You clearly are very passionate about it, which is, you know, very important and wonderful. And I still very much admire anyone who's ever been able to face that they're wrong and make changes. That's just an astounding amount of strength and courage. Yeah.
[01:29:56] Speaker B: Well, I'm fortunate that I had a lot of people helping me along the way too, so I am very grateful for that.
Yeah.
[01:30:03] Speaker A: So anybody who's questioning, they can probably email you yes. Contact you or check out your website?

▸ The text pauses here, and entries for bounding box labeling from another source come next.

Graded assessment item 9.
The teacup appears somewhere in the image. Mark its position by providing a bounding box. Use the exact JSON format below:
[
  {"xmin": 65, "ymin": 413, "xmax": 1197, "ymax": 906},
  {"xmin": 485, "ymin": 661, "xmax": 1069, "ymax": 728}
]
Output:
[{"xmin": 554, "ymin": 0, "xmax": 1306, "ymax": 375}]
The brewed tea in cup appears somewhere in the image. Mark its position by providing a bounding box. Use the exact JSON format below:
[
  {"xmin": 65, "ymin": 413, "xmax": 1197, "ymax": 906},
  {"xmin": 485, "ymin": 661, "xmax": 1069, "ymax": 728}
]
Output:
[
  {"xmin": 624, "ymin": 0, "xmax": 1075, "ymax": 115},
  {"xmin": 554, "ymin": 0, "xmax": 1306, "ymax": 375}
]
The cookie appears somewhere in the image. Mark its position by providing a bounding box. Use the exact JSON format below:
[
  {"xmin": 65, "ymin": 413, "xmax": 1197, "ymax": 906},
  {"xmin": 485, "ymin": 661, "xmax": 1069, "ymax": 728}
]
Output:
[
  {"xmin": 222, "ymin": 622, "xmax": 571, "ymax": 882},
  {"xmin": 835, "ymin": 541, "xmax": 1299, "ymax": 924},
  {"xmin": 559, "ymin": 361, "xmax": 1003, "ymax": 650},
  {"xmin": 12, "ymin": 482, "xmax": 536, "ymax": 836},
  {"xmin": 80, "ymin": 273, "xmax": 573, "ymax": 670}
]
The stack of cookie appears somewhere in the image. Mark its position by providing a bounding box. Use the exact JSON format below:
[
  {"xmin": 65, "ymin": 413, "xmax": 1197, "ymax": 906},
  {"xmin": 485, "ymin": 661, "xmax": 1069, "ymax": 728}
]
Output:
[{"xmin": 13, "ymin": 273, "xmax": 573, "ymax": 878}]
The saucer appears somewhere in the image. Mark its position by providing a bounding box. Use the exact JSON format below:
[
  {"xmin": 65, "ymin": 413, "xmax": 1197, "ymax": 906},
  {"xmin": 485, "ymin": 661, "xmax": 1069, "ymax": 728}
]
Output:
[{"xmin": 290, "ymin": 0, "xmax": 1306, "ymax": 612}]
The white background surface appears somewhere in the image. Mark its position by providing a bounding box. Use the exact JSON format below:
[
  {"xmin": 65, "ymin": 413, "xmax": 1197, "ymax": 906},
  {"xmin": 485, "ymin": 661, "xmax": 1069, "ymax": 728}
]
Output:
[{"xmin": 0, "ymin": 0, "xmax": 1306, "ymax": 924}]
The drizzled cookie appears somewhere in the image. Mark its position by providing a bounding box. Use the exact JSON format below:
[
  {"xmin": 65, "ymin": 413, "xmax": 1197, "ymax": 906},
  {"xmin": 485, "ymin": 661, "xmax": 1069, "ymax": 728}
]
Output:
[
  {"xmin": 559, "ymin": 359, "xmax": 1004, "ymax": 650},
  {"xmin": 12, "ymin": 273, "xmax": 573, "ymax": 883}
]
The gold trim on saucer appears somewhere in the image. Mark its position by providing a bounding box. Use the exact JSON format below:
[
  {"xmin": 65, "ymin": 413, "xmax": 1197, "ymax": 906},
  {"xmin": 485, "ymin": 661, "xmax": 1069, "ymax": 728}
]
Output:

[01:30:09] Speaker B: Yes. Through. You can contact me through the contact form on facilitatedcommunication.org that's our website.
[01:30:17] Speaker A: Excellent.
[01:30:18] Speaker B: All right.
[01:30:18] Speaker A: And there is a ton of great information because I ran into it when I was doing my little research and deep dive and yeah, it's great, great information on there.
[01:30:26] Speaker B: There's a lot of reading material on there for people to that one if you want to deep dive.
[01:30:34] Speaker A: Yeah, yeah, yeah. And. And the evidence that's out there and everything. So that's wonderful. Thank you so much and thank you all for listening till the end here. Thanks for sticking it out it. Like I said in the beginning, if you want to hear more of our conversation, you can head over to my Patreon page and access, access that for free. I'm going to try to post it within a week. I'm not going to do quite as much editing, so I think I might even just put it up kind of as is to start out with and can refine it later and replace the file. But yeah, head on over there. I'll be sure to leave it open so that people can do more discussions. I believe you'll be able to do comments and discussions if I just make the entire thing publicly accessible.
And if any of this brought up any upsetting emotions for you, please do take a time, take deep breaths, go find something that brings you some joy or something that's, you know, funny, light-hearted, something like that. Just give yourself a little emotional rest here. That's totally fine. And even in really trying times, it's also still very important for us to experience some level of happiness and joy because those are essential parts of our human experience.
[01:31:47] Speaker A: So head on out there and do what you can to take care of yourselves.